Notre recherche et intérêt pour les couleurs fluorescentes et en particulier pour la GFP nous ont mené à préciser les codes de ce vert fluo dont le spectre dépend de sa longueur d’ondes. Nous avons d’abord pensé que l’on pouvait retenir la référence du vert dit « lime » (citron vert en anglais), dont le code hexadécimal est #00FF00 équivalent à 0 % de rouge, 100 % de vert et le bleu à 0 %. En l’espace colorimétrique HSL #00ff00 a une teinte de 120° (degrés), la saturation 100 % et la légèreté 50 %. Cette couleur a une longueur d’onde approximative de 549.13 nm et s’approche du vert étudié.

L’EGFP, nous indique Virgile Adam après consultation pour éclaircir ce point, atteint un pic dans sa longueur d’ondes de 507nm correspondant au code hexadécimal #00FF38 et dans le modèle RGB, à 0% rouge, 100% vert et 21.96% bleu. Ce sont donc logiquement ces données que nous avons choisi de retenir pour identifier numériquement ce vert fluorescent EGFP et le point culminant de son spectre (sachant que son spectre est plus élargi bien entendu), dont nous avions imité la couleur de manière empirique en 2017 en peinture digitale et pigmentaire.

La découverte de cette protéine fluorescente a conduit à la découverte d’autres protéines avec d’autres couleurs fluorescentes, enrichissant ainsi la boîte à outils de la microscopie cellulaire, et révolutionnant ainsi la chimie du vivant.
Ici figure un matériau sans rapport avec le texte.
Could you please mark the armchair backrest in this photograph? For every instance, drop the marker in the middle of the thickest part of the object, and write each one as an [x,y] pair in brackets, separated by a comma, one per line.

Autant de possibles s’offrant en conséquence à l’imaginaire artistique.

Bibliographie

  • Sullivan, K. F., Wilson, L., Kay, S.A., Matsudaira, P. T. Green Fluorescent Proteins, Methods in Cell Biology, volume 58, Cambridge, Massachusetts (Etats-Unis), Academic Press INC, 1998. 386 p.
  • Adam, V., Mechanistic studies of photoactivatable fluorescent proteins: a combined approach by crystallography and spectroscopy, 2009, Submitted on 21 Jan 2010. Doctoral thesis prepared at the European Synchrotron Radiation Facility (ESRF) https://theses.hal.science/tel-00449332
  • Kac, E. Signs of Life: Bio Art and Beyond, Cambridge, Massachussetts (Etas-Unis,) The Mit press, Édité par Eduardo Kac, 2009. 432 p.